I’m trying to determine the most efficient form of modelling a problem for a package (QuantumNPA.jl). The natural way of writing the problem is in the dual or geometric form (see here for nomenclature); however, this gives terrible performance with Mosek. I can also write the problem in primal or standard form, which Mosek solves nicely, but then *setting up* the problem takes a long time. I’m flummoxed. I have a MATLAB package to solve the same problem with YALMIP (Moment), and there it’s easy: I write the problem in dual form, and YALMIP gives it to Mosek in primal form. Both setting up the problem and solving it are as fast as it gets.

I’d like to achieve the same result with JuMP; ideally I’d write the problem in dual form, but if that doesn’t work it’s ok, I can also write it in primal form, as long as setting up the problem is fast.
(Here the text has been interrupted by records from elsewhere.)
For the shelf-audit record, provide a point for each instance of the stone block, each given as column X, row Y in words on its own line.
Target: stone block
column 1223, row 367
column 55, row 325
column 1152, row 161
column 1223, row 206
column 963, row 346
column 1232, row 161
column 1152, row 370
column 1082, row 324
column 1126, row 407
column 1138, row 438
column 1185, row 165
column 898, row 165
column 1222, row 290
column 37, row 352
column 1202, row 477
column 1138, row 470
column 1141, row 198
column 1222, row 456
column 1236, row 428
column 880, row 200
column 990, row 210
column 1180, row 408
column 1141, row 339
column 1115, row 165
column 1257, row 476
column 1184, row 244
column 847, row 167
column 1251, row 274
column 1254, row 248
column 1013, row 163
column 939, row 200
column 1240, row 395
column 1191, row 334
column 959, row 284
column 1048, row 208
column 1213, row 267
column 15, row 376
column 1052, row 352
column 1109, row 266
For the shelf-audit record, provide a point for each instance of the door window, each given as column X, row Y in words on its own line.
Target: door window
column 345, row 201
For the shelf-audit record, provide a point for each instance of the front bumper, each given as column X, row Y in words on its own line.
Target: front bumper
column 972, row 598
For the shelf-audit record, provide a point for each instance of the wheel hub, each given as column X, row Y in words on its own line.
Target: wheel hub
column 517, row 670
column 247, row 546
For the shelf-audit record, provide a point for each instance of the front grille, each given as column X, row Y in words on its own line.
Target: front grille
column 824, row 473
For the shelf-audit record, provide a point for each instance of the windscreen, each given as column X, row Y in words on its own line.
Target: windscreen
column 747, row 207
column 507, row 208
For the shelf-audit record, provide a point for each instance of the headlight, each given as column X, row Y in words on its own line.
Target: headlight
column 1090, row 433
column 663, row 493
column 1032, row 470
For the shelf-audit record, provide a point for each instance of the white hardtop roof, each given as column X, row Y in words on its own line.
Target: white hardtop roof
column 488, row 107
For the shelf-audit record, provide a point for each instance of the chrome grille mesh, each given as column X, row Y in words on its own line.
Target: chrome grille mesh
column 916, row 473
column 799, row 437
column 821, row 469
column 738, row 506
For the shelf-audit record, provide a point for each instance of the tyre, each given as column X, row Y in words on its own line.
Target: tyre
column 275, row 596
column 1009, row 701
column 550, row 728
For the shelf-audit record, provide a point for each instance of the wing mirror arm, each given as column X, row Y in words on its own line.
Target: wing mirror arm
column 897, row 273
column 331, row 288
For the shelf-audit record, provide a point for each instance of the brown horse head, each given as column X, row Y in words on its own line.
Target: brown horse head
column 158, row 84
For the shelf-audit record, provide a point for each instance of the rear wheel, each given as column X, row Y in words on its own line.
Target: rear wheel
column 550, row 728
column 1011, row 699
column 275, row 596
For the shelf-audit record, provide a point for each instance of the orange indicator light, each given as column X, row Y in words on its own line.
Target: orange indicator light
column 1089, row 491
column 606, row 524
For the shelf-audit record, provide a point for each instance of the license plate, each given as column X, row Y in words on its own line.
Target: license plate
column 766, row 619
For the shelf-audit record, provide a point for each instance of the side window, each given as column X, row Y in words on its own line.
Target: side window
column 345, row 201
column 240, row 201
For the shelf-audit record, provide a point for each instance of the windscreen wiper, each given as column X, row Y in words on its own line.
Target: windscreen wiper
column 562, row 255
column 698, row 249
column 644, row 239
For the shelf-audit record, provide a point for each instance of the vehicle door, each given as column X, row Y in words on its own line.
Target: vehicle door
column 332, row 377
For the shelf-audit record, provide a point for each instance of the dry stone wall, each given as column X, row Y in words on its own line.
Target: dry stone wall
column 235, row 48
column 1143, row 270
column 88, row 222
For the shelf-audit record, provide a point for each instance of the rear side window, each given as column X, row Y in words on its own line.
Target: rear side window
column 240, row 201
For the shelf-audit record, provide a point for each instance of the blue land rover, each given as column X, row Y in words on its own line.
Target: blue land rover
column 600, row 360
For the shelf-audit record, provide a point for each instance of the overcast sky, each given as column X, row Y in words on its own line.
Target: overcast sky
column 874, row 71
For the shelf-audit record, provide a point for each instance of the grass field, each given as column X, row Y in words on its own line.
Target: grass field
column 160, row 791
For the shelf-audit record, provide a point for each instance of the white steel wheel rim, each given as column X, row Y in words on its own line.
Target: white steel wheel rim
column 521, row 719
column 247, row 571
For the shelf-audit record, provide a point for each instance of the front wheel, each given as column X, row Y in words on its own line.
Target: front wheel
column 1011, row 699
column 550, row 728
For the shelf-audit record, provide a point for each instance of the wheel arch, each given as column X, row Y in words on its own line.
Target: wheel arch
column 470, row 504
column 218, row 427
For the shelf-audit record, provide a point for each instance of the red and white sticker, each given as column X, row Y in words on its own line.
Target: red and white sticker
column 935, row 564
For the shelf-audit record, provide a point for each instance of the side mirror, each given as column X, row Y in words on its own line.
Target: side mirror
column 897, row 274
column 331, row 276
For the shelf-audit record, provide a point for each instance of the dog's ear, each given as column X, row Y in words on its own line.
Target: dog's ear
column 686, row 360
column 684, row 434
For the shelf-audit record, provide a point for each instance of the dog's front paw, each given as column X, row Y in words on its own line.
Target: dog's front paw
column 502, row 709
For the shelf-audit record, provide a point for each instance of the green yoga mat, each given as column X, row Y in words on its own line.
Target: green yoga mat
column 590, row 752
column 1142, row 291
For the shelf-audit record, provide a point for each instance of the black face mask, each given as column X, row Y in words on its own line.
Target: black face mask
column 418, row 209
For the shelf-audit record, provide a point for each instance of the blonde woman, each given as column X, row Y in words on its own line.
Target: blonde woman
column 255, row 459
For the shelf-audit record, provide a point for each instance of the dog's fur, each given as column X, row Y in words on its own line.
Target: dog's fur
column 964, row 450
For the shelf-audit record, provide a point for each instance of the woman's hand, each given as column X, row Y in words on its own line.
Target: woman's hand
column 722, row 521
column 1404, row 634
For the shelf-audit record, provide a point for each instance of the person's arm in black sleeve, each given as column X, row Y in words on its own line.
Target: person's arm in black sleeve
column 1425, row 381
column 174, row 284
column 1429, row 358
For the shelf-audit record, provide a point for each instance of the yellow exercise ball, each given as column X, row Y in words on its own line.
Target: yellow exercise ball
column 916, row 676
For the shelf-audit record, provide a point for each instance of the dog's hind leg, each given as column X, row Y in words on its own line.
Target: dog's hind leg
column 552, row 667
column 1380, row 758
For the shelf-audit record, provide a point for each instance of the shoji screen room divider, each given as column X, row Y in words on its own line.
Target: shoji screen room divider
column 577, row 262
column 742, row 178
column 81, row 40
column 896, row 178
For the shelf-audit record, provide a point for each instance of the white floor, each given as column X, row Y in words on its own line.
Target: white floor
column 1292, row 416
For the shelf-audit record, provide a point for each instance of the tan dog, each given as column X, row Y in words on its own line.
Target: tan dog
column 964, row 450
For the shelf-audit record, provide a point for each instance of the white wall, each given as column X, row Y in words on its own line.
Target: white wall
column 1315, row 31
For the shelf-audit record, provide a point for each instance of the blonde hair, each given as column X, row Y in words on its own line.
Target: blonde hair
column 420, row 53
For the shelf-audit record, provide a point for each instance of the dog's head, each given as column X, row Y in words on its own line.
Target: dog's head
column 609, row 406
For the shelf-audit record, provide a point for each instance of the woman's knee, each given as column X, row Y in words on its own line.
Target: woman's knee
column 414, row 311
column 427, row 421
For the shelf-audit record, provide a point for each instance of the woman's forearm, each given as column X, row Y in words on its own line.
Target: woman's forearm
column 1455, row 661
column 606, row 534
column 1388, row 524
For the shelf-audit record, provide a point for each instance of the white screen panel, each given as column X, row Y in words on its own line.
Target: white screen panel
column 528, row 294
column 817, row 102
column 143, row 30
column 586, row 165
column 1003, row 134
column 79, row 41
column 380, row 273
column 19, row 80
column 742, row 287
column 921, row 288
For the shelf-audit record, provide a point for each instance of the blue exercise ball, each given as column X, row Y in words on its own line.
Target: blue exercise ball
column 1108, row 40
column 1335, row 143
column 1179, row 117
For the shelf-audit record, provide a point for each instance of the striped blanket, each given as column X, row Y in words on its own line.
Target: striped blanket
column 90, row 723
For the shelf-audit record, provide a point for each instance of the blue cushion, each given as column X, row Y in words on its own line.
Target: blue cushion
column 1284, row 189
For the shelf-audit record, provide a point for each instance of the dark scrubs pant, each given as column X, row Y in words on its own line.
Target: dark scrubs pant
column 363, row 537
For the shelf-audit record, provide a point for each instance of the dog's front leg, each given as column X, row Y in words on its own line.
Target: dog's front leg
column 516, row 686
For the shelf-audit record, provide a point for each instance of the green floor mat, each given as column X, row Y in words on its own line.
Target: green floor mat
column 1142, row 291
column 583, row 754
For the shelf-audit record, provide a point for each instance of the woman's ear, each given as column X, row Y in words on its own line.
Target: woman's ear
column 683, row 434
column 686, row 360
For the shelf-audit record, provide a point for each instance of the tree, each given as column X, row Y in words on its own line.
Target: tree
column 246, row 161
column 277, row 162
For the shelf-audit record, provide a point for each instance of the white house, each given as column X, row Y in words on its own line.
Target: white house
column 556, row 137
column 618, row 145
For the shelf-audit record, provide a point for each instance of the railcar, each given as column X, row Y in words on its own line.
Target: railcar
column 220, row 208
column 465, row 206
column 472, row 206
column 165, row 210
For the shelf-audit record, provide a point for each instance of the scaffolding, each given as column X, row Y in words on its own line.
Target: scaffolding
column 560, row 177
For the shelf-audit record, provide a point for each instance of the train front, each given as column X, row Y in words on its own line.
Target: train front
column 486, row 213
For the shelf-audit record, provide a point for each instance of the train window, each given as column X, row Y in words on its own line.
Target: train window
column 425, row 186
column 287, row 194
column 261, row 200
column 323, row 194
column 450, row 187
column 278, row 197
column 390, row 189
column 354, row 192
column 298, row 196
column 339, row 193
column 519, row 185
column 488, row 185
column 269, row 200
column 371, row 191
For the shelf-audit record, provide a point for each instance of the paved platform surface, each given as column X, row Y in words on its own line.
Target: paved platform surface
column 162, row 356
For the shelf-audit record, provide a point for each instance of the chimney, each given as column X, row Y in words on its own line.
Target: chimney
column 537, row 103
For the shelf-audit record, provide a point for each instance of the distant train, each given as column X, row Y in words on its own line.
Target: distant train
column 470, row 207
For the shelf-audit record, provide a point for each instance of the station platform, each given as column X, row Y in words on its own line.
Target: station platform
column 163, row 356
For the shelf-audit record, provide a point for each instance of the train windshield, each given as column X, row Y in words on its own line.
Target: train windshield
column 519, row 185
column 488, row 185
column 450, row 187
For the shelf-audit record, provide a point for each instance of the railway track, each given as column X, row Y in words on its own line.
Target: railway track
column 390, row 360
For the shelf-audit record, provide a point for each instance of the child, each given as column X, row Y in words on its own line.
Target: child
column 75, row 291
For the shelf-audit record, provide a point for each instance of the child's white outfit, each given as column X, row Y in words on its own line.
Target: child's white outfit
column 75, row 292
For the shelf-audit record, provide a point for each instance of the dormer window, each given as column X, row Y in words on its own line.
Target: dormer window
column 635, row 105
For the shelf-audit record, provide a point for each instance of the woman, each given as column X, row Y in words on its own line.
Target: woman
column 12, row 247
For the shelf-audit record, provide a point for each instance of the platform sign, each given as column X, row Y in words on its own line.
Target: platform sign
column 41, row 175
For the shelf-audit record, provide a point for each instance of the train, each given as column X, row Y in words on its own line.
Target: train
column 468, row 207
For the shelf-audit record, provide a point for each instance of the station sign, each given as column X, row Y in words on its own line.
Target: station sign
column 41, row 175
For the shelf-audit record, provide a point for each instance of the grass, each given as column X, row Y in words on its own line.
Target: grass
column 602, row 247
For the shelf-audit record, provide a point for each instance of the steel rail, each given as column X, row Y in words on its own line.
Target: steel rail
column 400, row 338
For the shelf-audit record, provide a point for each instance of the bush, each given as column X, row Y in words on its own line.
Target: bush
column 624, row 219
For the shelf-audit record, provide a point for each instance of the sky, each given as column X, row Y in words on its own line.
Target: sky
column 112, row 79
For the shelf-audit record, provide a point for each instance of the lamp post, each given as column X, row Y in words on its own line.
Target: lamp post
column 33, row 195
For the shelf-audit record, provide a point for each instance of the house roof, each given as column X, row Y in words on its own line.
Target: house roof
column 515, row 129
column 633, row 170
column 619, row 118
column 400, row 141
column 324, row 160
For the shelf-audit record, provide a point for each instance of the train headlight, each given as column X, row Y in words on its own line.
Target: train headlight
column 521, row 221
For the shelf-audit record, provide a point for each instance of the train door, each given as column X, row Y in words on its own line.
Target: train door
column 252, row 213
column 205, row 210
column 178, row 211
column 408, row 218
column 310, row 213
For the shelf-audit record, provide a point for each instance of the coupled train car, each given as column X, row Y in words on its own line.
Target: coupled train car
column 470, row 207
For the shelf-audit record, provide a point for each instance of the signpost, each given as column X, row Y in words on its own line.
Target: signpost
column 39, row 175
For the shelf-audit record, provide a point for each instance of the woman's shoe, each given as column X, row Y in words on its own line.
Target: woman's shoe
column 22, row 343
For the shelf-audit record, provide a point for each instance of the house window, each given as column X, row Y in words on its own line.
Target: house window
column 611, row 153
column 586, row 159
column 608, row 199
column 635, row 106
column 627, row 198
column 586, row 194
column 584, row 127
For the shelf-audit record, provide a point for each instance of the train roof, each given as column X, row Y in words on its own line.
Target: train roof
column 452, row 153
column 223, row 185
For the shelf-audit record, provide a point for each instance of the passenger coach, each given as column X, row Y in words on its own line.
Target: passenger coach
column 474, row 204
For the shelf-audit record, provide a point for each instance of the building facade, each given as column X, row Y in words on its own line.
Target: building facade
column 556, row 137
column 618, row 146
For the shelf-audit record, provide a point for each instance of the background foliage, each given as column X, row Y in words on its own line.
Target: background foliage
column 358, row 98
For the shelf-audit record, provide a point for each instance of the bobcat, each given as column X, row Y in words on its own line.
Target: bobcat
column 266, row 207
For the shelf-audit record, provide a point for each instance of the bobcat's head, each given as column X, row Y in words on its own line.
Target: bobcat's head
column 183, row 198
I’ve written a simple example to illustrate the problem (only conceptually, the example is too simple for benchmarking to be possible):

```
using SparseArrays
using JuMP
using LinearAlgebra
using MosekTools
function build_basis()
d = 5
F = [sparse([i,j],[j,i],[1.0,1.0],d,d) for j=2:d for i=1:j-1]
pushfirst!(F,I(d))
return F
end
function npa_dual()
F = build_basis()
d = size(F[1],1)
nvars = length(F)
bigF = spzeros(d^2, nvars)
for i=1:nvars
bigF[:,i] .= vec(F[i])
end
coeffs = zeros(nvars)
coeffs[[6,7,9,10]] .= [1,1,1,-1]
model = Model(Mosek.Optimizer)
@variable(model, x[1:nvars])
@constraint(model, x[1] == 1)
moment_matrix = Symmetric(reshape(bigF*x,d,d))
@constraint(model, moment_matrix in PSDCone())
@objective(model, Max, dot(coeffs,x))
optimize!(model)
return objective_value(model)
end
function npa_primal()
F = build_basis()
d = size(F[1],1)
nvars = length(F)
coeffs = zeros(nvars)
coeffs[[6,7,9,10]] .= [1,1,1,-1]
model = Model(Mosek.Optimizer)
@variable(model, Z[1:d,1:d] in PSDCone())
for i=2:nvars
@constraint(model, dot(F[i],Z) + coeffs[i] == 0)
end
@objective(model, Min, coeffs[1] + dot(F[1],Z))
optimize!(model)
return objective_value(model)
end
```

In the primal formulation I can see that pretty much the entire time is spent in the line

```
@constraint(model, dot(F[i],Z) + coeffs[i] == 0)
```

Is there a smarter way of doing this?